Great Avon Wood was recently featured in The Guardian with a wonderful selection of photographs and words from Alex Turner (@alexcarlturner), who joined for a day of volunteer tree planting in February. Take a look at the article here: https://www.theguardian.com/environment/gallery/2023/apr/18/dig-in-how-to-build-a-forest-from-scratch-in-picture
About the Woodland
Great Avon Wood sits at the heart of two landscapes that are regionally important for nature’s recovery: the Limestone-Link and the southern border of the Dundry Downs. It will consist of three linked woodland sites and will create a mixed landscape including new woodland creation, natural regenerating woodland and open grassland.
As these green corridors continue to grow, Great Avon Wood will create essential habitat to local wildlife such as Chiff Chaffs, Barn Owls, Kites, and Kestrels, whilst the plan includes the care for the existing species rich grassland, which for butterflies and wildflowers to thrive.

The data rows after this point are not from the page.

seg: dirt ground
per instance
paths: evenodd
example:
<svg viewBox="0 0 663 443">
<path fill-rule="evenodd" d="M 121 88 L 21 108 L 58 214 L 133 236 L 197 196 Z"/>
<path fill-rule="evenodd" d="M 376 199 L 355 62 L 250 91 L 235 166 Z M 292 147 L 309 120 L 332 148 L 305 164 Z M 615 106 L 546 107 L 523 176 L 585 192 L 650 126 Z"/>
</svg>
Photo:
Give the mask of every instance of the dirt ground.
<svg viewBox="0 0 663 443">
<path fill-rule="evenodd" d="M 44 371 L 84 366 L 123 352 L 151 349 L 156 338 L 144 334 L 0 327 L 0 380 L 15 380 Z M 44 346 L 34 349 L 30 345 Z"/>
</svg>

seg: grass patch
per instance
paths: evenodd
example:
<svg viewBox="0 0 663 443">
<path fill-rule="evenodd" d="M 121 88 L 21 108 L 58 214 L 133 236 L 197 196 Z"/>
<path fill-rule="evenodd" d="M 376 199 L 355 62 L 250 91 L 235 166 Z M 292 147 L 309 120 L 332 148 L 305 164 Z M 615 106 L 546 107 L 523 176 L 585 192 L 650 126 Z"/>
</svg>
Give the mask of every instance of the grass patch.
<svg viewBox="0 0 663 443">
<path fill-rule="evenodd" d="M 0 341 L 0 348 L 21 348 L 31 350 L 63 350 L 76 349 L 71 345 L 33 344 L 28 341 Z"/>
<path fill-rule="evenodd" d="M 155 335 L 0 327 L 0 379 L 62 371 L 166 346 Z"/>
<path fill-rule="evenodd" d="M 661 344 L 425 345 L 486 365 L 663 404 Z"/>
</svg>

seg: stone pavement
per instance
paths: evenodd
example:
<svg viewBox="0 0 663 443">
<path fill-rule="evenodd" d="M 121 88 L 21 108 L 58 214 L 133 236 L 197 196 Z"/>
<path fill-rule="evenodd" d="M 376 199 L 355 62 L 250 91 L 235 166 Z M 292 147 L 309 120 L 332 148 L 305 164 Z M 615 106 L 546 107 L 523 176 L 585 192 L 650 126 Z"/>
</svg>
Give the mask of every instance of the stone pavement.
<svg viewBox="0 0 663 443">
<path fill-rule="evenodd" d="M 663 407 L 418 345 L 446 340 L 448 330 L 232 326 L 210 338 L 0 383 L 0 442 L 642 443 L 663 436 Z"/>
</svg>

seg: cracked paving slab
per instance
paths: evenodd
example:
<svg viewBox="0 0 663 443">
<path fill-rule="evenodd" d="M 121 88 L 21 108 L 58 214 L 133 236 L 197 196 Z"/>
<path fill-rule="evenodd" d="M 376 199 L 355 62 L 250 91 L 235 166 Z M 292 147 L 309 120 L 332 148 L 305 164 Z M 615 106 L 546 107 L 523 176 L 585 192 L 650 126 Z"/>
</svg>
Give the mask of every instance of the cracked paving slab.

Also, from the 30 native tree species planned to be planted, Hazel, Hawthorn and Pedunculate Oak (to name a few), will be an important food resource for birds and mammals.
The new woodland will play an important role in the local area to reduce flood risk through natural flood management. This area has become prone to flooding due to an increase in extreme weather. Trees provide greater interception of rainfall, alongside root systems ultimately reducing the flow. As the new trees grow, they will help slow the rate that rainfall runs off the land into the River Chew, with long term benefits for local villages and towns.